LNG contracting momentum will continue into 2023

More than 80 mmtpa contracts were signed in 2022, 75% from the US and over 50% with portfolio players and traders. Contracting momentum will continue, but less contracts will be signed compared to 2022.

More activity will come from Asian buyers, particularly in China, with other long-term contracts from Qatar likely, following the recently signed 4 mmtpa Qatar/Sinopec deal.

US independent upstream and mid-stream players will increase downstream activity in US LNG, following ConocoPhillip’s and Williams’s recent large-scale deals. European buyers are unlikely to enter the market in a big way. Some deals will happen, but not much more than 10 mmtpa, as buyers remain concerned about demand longevity and future pricing dynamics.

The fixed component on Henry Hub linked deals have ranged between $1.90/mmbtu and $2.40/mmbtu in 2022. These are expected to increase in 2023.

Gas needs CCS to ensure demand longevity

CCS is key for the longevity of gas demand in a world that is trying to achieve net zero carbon emissions by 2050. CCS is the only available option to reduce scope 3 emissions when burning gas to create electricity or in industrial processes, which accounts for 75-85% of CO2 emission across the gas value chain.

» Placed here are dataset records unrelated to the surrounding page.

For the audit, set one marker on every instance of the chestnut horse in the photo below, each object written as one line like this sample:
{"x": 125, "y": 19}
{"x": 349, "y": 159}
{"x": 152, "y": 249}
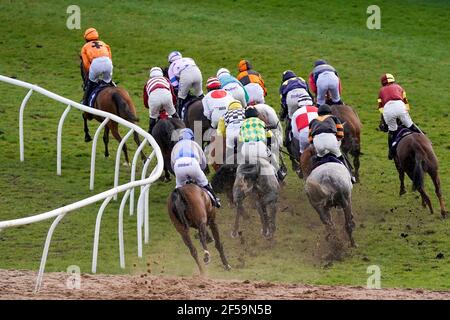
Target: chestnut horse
{"x": 351, "y": 143}
{"x": 415, "y": 156}
{"x": 118, "y": 102}
{"x": 190, "y": 206}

CCS is still a relatively nascent technology, with existing projects only capable of capturing and storing 50 Mtpa of CO2. However, momentum is growing rapidly with the pipeline of CCS capacity from planned projects now sitting above 1 Btpa, a 50% increase compared to the end of 2021.

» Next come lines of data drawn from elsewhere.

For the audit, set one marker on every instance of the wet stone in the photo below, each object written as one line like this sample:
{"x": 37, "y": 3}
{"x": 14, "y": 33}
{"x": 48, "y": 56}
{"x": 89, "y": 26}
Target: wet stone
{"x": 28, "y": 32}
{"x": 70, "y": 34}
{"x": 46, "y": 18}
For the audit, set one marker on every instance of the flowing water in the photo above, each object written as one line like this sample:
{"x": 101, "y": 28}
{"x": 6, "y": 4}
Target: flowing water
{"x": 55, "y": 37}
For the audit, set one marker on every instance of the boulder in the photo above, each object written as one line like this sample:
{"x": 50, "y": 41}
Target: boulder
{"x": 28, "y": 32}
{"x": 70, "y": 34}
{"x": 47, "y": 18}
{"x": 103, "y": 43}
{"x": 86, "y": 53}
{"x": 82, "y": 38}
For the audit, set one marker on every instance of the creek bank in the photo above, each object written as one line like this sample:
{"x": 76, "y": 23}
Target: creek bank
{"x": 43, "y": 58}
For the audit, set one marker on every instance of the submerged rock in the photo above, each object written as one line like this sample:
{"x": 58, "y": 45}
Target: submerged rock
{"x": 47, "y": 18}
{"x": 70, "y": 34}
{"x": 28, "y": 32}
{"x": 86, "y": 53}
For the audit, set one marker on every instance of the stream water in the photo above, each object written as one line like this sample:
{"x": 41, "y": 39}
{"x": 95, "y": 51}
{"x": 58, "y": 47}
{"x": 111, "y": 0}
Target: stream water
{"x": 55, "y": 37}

It’s in Europe where projects are currently at a more advanced stage of development. Carbon prices are trading consistently close to $100/tCO2 and are expected to grow. Some projects are well placed to take FID in 2023, including HyNet North West and the East Coast Cluster in the UK, Porthos in the Netherlands, Greensand in Denmark, and Polaris in Norway.

Momentum has been building in the US following the approval of the Inflation Reduction Act, the new flagship legislation aimed at boosting investments in low carbon technologies. This has now increased the 12 years tax credit for CCS projects to $85/tCO2, from $50/tCO2, and has introduced direct payments for the first five years. This means CCS deployed to develop blue hydrogen and to capture CO2 in post-combustion industrial process are starting to be in the money, paving the way for new investment in what is already the most developed CCS market. Indeed, more than 50% of the newly announced CCS projects are in North America.